Poison Ivy (Diane Pershing) was a prominent villain on "Batman: The Animated Series." While I'm partial to the "Body Snatchers"-esque "House and Garden," her most important episode is "Harley and Ivy," which paired her up with Harley Quinn (Arleen Sorkin). Thirty years of stories later, Harley and Ivy have evolved from girlfriends to girlfriends.
It's not just her relationship with Harley that has humanized Ivy; her radical acts to defend nature start to seem more sympathic as humans keep inflicting damage on the natural world. Poison Ivy is even currently starring in her own comic, written by G. Willow Wilson.
Absolute Batman's Poison Ivy is the freakiest yet
Ivy's origins as a femme fatale haven't completely faded. Even as her body blurs the line between plant and person, she rarely loses sexy features like her buxom figure or luscious red hair. At least, not until her most recent reinvention in Scott Snyder's "Absolute Batman," a horror story dressed up as a superhero comic. In "Absolute Batman" #17-18, "The Seventh Kingdom," Snyder and guest artist Eric Canete go straight into body horror with Poison Ivy.

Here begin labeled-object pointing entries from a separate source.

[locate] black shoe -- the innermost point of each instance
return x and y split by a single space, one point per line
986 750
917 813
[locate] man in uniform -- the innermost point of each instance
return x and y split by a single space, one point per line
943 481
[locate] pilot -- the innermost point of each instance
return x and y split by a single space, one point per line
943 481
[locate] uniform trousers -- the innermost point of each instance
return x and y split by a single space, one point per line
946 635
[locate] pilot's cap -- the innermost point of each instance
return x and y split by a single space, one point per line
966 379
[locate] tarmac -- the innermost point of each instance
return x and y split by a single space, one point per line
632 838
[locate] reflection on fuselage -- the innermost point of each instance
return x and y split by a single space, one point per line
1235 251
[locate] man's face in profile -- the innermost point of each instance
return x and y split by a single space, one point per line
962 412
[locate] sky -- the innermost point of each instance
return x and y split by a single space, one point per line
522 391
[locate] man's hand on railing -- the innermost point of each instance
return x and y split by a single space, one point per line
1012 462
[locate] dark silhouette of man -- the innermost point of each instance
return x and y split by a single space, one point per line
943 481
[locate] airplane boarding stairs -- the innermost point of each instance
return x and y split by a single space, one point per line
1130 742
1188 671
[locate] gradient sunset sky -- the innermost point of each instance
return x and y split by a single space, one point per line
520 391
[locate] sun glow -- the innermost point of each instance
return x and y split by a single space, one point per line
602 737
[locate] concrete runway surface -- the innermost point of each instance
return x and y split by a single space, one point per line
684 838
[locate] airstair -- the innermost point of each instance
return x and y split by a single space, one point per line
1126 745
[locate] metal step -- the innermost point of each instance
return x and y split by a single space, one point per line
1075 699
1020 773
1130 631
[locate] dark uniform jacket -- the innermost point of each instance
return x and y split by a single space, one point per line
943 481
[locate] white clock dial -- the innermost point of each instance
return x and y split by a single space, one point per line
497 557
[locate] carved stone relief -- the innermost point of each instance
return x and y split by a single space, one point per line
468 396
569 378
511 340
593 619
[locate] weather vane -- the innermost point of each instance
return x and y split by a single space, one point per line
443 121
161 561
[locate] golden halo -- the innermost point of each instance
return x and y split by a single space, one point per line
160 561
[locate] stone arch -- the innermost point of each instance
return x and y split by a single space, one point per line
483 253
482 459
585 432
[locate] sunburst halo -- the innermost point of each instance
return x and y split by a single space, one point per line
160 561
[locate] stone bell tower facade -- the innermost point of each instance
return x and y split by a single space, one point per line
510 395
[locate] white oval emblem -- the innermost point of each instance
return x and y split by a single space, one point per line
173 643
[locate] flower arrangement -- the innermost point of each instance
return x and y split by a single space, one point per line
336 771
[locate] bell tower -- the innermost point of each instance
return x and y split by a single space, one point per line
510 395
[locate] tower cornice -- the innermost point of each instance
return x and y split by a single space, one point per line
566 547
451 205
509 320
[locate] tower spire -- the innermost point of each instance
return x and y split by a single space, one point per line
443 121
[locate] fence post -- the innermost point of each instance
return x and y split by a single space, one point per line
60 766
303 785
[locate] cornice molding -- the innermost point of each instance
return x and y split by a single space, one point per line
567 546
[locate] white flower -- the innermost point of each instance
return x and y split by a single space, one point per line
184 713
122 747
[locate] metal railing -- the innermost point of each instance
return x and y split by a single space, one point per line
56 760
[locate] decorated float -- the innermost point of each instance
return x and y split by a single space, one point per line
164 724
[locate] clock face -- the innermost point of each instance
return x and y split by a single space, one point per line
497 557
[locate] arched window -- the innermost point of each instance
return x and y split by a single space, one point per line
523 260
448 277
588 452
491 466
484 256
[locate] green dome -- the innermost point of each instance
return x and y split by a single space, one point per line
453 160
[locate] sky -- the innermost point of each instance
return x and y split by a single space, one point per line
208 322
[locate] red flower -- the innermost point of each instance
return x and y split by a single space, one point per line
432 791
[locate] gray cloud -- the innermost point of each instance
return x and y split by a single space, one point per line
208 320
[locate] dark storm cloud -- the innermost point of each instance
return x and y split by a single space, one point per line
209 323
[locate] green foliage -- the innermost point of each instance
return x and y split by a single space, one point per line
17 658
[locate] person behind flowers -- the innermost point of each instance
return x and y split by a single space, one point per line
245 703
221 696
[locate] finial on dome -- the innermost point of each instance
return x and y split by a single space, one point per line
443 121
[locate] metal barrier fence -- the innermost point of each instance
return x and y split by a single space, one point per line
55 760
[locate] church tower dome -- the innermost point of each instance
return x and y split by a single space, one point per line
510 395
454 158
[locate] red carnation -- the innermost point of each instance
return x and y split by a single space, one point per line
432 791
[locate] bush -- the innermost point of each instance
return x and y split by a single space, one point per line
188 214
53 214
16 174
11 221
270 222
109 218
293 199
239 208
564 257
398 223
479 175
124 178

"Absolute" Pamela Isley, working on combining plant and animal DNA to cure her terminally ill mother, died in a lab fire. Her body, reduced to a mutated heart, grew into a new, chimeric form. Biology says life has six kingdoms, but Poison Ivy is the harbinger of a seventh that takes characteristics of all the others. Her primary body, which features not just plant growths but bird-like feathers and wings, is asymmetrical. Half her head is white, the other green, and along the border, a toothy jaw opens. Her name may be "Poison Ivy," but she's got the mouth of a venus flytrap.
Lacking Ivy's traditional sexuality, she tries to "seduce" Bruce by convincing him they both want to tear down the evil men (like Jack "Joker" Grimm) who rule the world. "Be my knight," she says. Ivy's mutations and her creations represent change, mirroring the kind that Batman wants to bring. As he defeats Ivy by targeting her still-human heart, Bruce concludes he might need to bury his own to be the hero Gotham needs.
"Absolute Batman" is miles apart from Adam West's "Batman," but that show's influence remains so great that it even manifests in invisible ways. There wouldn't be a Poison Ivy to reinvent without it.